17 Oct '18 — the happiest stories
Originally, I thought it would be possible to help people through literature, prescribe a story to remedy troubles people go through in life. But there’s no way a person can get the same message.
A piece of art or literature is great because it has the ability for the audience to feel something. That something may be unique to each viewer. Great works often brings out a understanding of truth that has yet to be identified. It’s an amorphous feeling that can’t be lumped into happiness, sadness or confusion.
Someone wrote about how Master and Margarita cheered them up. Their take on the story was so different from what I experienced. They enjoyed the magical aspects of the story because it took them away into a entertaining world.
I saw the magic as an accurate description of real life. Things randomly appear in life, people, opportunities, and if you take time to question how or why, it doesn’t make sense.

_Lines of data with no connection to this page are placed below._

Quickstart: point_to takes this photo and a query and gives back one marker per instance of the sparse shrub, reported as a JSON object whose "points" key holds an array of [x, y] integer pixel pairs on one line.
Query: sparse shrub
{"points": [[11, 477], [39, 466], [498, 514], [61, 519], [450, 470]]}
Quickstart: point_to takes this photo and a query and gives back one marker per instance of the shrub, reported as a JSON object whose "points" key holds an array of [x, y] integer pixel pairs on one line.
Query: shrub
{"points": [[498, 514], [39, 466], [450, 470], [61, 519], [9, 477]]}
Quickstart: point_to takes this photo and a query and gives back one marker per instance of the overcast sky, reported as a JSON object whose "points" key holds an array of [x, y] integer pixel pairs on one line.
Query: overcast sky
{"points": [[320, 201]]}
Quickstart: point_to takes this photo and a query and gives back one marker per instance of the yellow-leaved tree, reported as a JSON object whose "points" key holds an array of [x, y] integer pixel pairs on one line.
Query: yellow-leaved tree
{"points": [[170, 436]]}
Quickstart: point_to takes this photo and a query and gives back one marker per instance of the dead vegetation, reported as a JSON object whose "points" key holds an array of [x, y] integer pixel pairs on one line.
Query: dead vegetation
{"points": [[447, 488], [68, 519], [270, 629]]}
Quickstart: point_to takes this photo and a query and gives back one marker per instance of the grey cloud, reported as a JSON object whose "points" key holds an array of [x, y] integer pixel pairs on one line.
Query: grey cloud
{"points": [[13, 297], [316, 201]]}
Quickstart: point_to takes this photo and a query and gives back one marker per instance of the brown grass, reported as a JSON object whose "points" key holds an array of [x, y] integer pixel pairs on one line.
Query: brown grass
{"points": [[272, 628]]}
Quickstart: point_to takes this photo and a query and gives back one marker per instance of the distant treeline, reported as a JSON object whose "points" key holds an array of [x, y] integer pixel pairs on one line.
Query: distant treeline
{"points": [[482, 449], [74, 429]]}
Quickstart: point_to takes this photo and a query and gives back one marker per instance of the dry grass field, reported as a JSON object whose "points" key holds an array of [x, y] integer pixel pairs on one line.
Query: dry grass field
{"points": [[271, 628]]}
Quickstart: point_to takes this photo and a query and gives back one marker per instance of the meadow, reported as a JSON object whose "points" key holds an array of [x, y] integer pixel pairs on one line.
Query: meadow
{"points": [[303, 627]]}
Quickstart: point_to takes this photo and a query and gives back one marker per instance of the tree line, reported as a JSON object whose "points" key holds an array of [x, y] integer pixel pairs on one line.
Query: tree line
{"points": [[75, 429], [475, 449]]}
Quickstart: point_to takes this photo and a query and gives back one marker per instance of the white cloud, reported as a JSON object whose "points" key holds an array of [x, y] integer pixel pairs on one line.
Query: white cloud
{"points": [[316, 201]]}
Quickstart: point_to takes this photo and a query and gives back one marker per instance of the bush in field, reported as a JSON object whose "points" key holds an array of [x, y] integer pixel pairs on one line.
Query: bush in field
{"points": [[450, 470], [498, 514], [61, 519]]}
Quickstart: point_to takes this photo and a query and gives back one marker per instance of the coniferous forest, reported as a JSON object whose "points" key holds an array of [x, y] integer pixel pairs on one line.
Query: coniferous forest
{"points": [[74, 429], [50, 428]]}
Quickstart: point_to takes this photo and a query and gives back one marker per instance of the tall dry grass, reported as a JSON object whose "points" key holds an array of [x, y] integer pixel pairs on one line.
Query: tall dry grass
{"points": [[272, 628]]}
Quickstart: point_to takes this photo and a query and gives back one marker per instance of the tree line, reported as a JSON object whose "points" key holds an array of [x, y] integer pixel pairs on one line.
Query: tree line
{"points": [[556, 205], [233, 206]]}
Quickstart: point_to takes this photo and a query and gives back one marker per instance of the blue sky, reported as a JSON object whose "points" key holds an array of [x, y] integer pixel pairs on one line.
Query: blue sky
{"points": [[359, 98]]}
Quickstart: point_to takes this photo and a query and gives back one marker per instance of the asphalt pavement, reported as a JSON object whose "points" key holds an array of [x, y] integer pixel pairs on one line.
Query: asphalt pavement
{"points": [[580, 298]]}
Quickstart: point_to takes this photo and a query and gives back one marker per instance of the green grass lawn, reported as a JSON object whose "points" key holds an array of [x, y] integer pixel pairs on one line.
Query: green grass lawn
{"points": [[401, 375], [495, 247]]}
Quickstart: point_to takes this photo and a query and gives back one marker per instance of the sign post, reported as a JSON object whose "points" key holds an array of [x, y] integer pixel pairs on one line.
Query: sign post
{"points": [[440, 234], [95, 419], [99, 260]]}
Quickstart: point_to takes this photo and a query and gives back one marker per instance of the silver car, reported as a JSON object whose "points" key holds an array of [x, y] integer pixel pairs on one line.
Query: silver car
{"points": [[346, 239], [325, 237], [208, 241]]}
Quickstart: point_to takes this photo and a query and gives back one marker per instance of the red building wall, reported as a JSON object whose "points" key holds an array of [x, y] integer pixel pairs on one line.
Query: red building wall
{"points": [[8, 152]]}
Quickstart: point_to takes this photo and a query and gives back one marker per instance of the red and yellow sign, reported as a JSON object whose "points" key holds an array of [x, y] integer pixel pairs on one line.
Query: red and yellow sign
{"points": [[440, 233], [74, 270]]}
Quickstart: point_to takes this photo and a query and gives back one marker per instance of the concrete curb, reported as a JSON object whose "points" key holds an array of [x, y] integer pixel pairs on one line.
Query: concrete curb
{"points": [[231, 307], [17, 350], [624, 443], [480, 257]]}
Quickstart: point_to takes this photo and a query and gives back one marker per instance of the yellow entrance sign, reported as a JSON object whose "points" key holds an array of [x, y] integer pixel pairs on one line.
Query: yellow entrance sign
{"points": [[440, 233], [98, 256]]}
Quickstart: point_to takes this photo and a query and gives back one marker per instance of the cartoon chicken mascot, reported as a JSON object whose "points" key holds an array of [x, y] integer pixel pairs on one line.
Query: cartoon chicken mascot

How did I end up in Berlin? Of course, I flew a plane there but why did I go there in the first place? My roommate recommended it but I don’t always take her recommendations. Why this one?
The characters were incredibly entertaining. But I also felt their ability to disappear and reappear was real (how do life changing people find their way into my life? It can only be magic.)
The person who wrote about the story didn’t talk much about the chapters interjected in between the more entertaining magical story. If you’ve read the book, you’ll know there are some less interesting chapters–and by giving disproportionately less attention to these chapters, I see the person who wrote about her impressions also didn’t enjoy these parts. We agree on one thing.
The sub heading to the article was ‘how to be happy with Russian literature’. My most happiest experiences in reading have always happened when reading Dostoyevsky. The characters, the chaos–is pure joy. In fact, I always go to Russian literature to cheer me up.